|Born||in Kentland, Indiana, USA|
|Died||in Brook, Indiana, USA (heart attack)|
Mini Bio (1)
American writer, newspaper columnist, and playwright George Ade was first and foremost a self described Hoosier. Ade was born in Kentland, Indiana, one of seven children raised by John and Adaline Ade. While attending Purdue University, he met and started a lifelong friendship with cartoonist and Sigma Chi brother John T. McCutcheon and worked as a reporter for the Lafayette Call. In 1890, Ade was hired on by the Chicago Morning News (later known as the Chicago Record), where McCutcheon was working. He wrote the column, Stories of the Streets and of the Town. In the column, which McCutcheon illustrated, Ade illustrated Chicago-life. It featured characters like Artie, an office boy, Doc Horne, a gentlemanly liar, and Pink Marsh, a black shoeshine boy. Ade's well-known "Fables in Slang" was introduced in the popular column.
Ade's literary reputation rests upon his achievements as a great humorist of American character during an important era in American history. The 1890's marked the first large migration from the countryside to burgeoning cities like Chicago, where, in fact, Ade produced his best fiction. He was a practicing realist during the Age of (William Dean) Howells and a local colorist of Chicago and the Midwest. His work constitutes a vast comedy of Midwestern manners and, indeed, a comedy of late 19th century American manners.
Ade's fiction dealt consistently with the "little man," the common, undistinguished, average American, usually a farmer or lower middle class citizen (he sometimes skewered women too, especially women with laughable social pretensions).
Ade's followed in the footsteps of his idol Mark Twain by making expert use of the American language. In his unique "Fables in Slang," (1899) which purveyed not so much slang as the American colloquial vernacular, Ade pursued an effectively genial satire notable for its scrupulous objectivity. Ade's regular practice in the best fables is to present a little drama incorporating concrete, specific evidence with which he implicitly indicts the object of his satire-- always a type (e.g., the social climber). The fable's actual moral is nearly always implicit, though he liked to tack on a mock, often ironic moral (e.g., "Industry and perseverance bring a sure reward").
As a moralist who does not overtly moralize, who is all too aware of the ironies of what in his day was the modern world, George Ade was perhaps our first modern American humorist, paving the way for people such as Will Rogers to follow. The United States, in Ade's lifetime, underwent a great population shift and transfer from an agricultural to an industrial economy.

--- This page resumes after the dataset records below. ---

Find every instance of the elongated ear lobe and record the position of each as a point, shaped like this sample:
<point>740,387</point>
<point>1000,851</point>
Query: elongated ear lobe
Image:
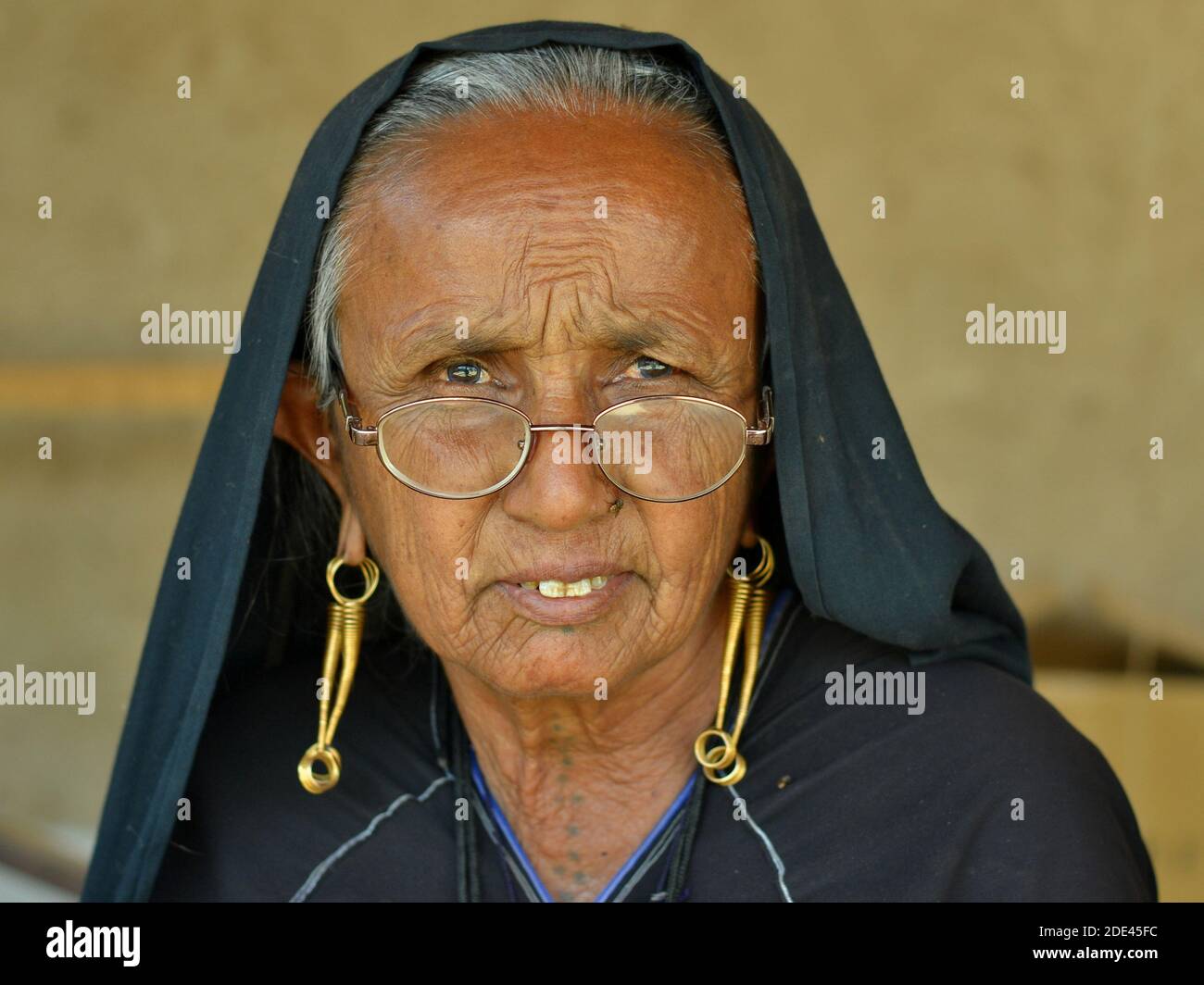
<point>747,539</point>
<point>301,424</point>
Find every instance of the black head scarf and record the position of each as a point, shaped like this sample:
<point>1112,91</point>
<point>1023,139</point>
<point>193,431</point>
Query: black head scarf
<point>867,544</point>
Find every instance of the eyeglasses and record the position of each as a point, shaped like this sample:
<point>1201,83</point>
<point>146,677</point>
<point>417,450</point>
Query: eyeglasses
<point>663,448</point>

Many felt the nation suffered the even more agonizing process of shifting values toward philistinism, greed, and dishonesty. Ade's prevalent practice is to record the pragmatic efforts of the little man to get along in such a world.
Ade was a playwright (see "Other Works") as well as an author, penning such stage works as Artie, The Sultan of Sulu (a musical comedy), The College Widow, The Fair Co-ed, and "The County Chairman." He wrote the first American play about football.
After twelve years in Chicago, he built a home near the town of Brook, Indiana (Newton County). It soon became known for hosting a campaign stop in 1908 by William Howard Taft, a rally for Theodore Roosevelt's Bull Moose Party in 1912, and a homecoming for returning soldiers and sailors in 1919.
George Ade is one of the American writers whose publications made him rich. When land values were inflated about the time of World War I, Ade was a millionaire. The Ross-Ade football stadium at Purdue University was built with his (and David E. Ross's) financial support. He also generously supported his college fraternity, Sigma Chi, leading a fund-raising campaign to endow the Sigma Chi mother house at the site of the fraternity's original establishment at Miami University. Ade is also famous among Sigma Chis as the author of The Sigma Chi Creed, written in 1929, one of the central documents of the fraternity's philosophies.
While Ade's writings fell out of public favor as America struggled through the Great Depression and the onslaught of World War II, his legacy lives on. Ade populated his writings with comedic characters lifted from the streets and front porches of small Midwestern towns and peppered the language with witty slang; characters and situations that can still be found in movies and television sitcoms. Ade's comedic style is just as popular today as it was when he introduced it over a hundred years ago. While Ade was never considered a high-brow literary writer or a fashionably caustic social critic, he succeeded in what he had set out to do, he made America laugh.